12. Reports and Records. BBH&Co. shall:

12.1 create and maintain records relating to the performance of its obligations under this Agreement (including such reports as may be required pursuant to Applicable Law);

12.2 make available to and copy for the Fund (at the Fund’s expense), its auditors, agents and employees, upon reasonable request and during its normal business hours, all records maintained by BBH&Co. pursuant to Section 12.1 above, subject, however, to all reasonable security requirements of BBH&Co. then applicable to the records of its customers generally; and

12.3 make available to the Fund all Electronic Reports; it being understood that BBH&Co. shall not be liable hereunder for any inaccuracy or incompleteness with respect to any third-party information included therein.

12.4 The Fund shall examine all records, however produced or transmitted, promptly upon receipt and notify BBH&Co. promptly of any apparent discrepancy or error-within a reasonable time after its receipt of the records.

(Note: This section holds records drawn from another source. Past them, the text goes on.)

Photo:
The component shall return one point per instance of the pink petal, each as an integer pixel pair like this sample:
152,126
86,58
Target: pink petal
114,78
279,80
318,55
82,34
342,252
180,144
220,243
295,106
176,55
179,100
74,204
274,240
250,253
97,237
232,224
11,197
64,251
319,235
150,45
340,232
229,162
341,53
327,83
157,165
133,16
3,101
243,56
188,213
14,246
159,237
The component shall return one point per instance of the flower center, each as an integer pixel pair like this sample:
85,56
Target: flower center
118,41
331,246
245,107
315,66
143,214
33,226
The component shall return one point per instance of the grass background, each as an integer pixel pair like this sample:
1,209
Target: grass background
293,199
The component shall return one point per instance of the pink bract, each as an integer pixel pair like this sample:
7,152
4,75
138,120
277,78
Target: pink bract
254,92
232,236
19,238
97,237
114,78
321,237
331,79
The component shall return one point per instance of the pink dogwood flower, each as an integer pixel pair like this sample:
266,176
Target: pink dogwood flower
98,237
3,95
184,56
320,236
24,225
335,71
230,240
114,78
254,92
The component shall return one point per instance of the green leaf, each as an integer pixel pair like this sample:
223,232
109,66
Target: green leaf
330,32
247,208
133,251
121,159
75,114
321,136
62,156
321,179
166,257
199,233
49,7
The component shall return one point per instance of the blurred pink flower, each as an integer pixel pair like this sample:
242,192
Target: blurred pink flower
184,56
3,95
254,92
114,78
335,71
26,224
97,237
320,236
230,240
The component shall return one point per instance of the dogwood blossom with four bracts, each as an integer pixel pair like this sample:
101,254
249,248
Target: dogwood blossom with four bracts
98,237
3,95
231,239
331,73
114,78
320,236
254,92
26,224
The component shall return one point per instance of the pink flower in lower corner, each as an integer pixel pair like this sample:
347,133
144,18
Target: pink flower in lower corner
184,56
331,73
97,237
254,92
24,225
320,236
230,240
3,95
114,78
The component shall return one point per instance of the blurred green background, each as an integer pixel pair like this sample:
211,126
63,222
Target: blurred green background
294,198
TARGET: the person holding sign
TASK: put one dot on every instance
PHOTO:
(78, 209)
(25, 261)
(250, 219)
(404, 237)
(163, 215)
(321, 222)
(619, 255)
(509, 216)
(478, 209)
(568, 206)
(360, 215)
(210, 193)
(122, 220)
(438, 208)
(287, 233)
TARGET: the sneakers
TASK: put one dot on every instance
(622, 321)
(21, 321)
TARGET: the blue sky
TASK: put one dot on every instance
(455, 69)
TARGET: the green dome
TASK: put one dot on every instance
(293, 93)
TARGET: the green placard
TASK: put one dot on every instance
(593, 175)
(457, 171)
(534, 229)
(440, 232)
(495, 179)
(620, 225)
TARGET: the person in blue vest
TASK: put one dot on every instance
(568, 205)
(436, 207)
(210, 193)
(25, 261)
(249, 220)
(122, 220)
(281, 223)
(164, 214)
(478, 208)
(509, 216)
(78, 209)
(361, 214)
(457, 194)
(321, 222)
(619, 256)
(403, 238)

12.5 The Fund acknowledges that the Custodian obtains information on the value of assets from outside sources which may be utilized in certain reports made available to the Fund. The Custodian deems such sources to be reliable, if reasonable to do so, but the Fund acknowledges and agrees that the Custodian does not verify such information nor make any representations or warrantees as to its accuracy or completeness and accordingly shall be without liability in selecting and using such sources and furnishing such information.

13. Miscellaneous.

13.1 Powers of Attorney, etc. The Fund on behalf of its Portfolios will promptly execute and deliver, upon request, such proxies, powers of attorney or other instruments as may reasonably be necessary or desirable for the Custodian to provide, or to cause any Subcustodian to provide, the services contemplated by this Agreement.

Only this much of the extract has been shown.